My sister has a dream. A tangible, reachable dream.
What do I have?
A dream to sing on the stage, when my own brother can’t even stand to look at my face.
If anyone should be sacrificing their dream to protect their siblings, it should be me.
“Heidi, no. I’ll do it.” When she looks at me and opens her mouth to protest, I shake my head. “No, listen. Riverview needs a garden centre. Have you seen the state of some of the gardens around here?”
“Elery.” There’s an odd note in Mum’s voice. “Are you sure? We’re going to try and fight them on this, you know.”
I make myself smile, if only to stop my parents worrying.
“I’m sure. This could be a good thing. I won’t have to worry about applying for a job or anything this way.”
There is a long silence, in which everyone stares at me as though I’ve grown an extra head. My cheeks heat up and, suddenly, I want to be anywhere but here.
“May I be excused?”
I don’t wait for anyone to answer; I can’t stand to sit there for another moment. I get up and walk upstairs, steps mechanical, back straight. I try not to let them see how much my hands are shaking.
Dreams hurt when they shatter.
* * *
My family leave me to myself for about an hour. At least, it seems that long. When I hear footsteps on the stairs and glance at my alarm clock, only five minutes have passed.
“Go away,” I mutter, as the tell-tale top stair creaks loudly. “I don’t care what you have to say, I’m doing it.”
“I didn’t come to talk to you about that.”
I sit up in surprise at the sound of Farrow’s voice. He is standing at the top of the stairs; if I didn’t know him better, I would say that he is hovering unsurely.
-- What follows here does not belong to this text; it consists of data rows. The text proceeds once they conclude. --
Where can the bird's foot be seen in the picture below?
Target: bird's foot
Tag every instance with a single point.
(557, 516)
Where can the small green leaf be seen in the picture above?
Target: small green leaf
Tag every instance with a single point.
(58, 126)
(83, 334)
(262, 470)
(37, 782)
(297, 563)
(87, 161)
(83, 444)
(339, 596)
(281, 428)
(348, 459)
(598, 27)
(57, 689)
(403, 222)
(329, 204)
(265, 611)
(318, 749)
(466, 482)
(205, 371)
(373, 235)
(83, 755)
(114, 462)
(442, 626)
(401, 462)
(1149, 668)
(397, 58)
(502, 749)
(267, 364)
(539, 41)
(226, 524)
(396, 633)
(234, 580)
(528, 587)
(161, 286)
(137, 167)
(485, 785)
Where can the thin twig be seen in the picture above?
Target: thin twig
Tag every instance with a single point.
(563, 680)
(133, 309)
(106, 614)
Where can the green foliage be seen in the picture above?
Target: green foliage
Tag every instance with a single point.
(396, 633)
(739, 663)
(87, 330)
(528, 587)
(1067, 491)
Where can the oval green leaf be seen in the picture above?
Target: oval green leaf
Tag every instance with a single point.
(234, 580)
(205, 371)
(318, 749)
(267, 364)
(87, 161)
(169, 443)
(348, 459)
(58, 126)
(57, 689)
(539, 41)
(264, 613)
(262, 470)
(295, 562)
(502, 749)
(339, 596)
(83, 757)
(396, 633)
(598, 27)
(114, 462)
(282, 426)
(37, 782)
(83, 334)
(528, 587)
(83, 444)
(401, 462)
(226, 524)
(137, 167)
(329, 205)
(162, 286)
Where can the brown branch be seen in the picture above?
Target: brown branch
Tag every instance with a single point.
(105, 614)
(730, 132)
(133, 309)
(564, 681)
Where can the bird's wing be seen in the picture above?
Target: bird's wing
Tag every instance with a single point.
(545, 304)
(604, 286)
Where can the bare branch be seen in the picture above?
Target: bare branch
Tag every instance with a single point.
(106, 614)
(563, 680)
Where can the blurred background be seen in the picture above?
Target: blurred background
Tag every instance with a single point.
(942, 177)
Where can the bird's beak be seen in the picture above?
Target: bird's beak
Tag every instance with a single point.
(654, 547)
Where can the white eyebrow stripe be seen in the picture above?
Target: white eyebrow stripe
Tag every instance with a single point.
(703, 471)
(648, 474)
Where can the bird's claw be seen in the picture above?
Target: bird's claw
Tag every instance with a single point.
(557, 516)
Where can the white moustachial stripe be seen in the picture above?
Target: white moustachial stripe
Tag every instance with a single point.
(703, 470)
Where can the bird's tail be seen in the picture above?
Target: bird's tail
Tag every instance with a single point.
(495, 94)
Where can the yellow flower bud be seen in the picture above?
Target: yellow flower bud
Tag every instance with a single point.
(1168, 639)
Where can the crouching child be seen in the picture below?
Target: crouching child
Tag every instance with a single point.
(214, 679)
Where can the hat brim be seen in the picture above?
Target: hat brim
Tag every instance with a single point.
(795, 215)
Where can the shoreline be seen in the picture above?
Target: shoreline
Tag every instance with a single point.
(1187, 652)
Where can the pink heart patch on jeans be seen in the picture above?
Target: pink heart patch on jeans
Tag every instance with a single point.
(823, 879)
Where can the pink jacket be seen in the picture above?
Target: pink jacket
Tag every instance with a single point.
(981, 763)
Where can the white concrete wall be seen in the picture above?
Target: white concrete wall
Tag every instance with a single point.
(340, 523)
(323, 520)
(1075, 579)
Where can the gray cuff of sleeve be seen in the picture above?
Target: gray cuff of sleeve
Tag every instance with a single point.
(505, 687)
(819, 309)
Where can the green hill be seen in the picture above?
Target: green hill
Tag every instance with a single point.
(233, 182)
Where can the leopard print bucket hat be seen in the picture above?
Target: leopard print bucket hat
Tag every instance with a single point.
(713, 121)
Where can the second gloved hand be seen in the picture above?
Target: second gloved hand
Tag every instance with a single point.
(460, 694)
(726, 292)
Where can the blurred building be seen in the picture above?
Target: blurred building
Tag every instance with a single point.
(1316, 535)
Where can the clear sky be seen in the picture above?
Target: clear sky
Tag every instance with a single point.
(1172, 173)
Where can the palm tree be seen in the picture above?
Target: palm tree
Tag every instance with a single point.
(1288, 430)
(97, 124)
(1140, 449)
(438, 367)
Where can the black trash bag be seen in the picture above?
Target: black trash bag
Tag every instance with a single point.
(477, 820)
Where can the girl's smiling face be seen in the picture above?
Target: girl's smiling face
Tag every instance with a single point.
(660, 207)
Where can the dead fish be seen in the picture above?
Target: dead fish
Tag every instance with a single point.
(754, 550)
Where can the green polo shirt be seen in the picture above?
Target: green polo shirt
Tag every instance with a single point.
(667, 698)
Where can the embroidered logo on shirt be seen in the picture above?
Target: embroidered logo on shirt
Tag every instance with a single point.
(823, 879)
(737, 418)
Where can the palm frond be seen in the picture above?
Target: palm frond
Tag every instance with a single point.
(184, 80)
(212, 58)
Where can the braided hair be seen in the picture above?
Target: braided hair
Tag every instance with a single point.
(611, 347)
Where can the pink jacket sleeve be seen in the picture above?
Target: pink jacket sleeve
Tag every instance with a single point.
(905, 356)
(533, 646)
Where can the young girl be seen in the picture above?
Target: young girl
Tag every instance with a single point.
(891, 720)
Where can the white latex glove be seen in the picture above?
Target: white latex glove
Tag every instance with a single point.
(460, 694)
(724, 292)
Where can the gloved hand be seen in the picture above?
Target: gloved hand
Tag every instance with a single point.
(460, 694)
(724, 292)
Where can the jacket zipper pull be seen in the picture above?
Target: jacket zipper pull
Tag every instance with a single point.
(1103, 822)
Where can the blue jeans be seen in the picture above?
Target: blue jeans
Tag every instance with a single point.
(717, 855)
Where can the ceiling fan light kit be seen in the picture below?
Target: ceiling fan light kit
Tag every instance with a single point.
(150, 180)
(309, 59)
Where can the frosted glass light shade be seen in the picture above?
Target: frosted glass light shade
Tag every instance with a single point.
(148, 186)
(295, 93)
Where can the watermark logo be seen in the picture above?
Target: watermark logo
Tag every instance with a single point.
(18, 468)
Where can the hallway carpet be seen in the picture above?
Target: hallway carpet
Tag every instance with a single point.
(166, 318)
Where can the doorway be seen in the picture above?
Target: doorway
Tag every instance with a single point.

Memories of the day before flood into the pit of my stomach, red and hot and painful, and I flop back
on the bed.
“If that’s the case, fuck off.”
“I suppose I deserved that,” Farrow mutters, but he doesn’t leave.
“Why the hell have you come to talk to me if you can’t stand to look at me?” The venomous, angry words spill out of me before I can stop them.
Farrow doesn’t answer right away, just looks at his feet. My chest constricts, burning with an ugly, white-hot hatred.
“Did your friends force you to come and apologise?” I spit the question at him. “Well, don’t bother. I don’t want your apologies.”
“Elery, I didn’t -“
Before I know it, I’m on my feet. “I said I don’t want them!”
I feel sick with anger; I just want him to go away and leave me alone. For a moment, he thinks about leaving; I can see it in the way his eyes flick towards the staircase, in the way he shifts his weight to his other foot.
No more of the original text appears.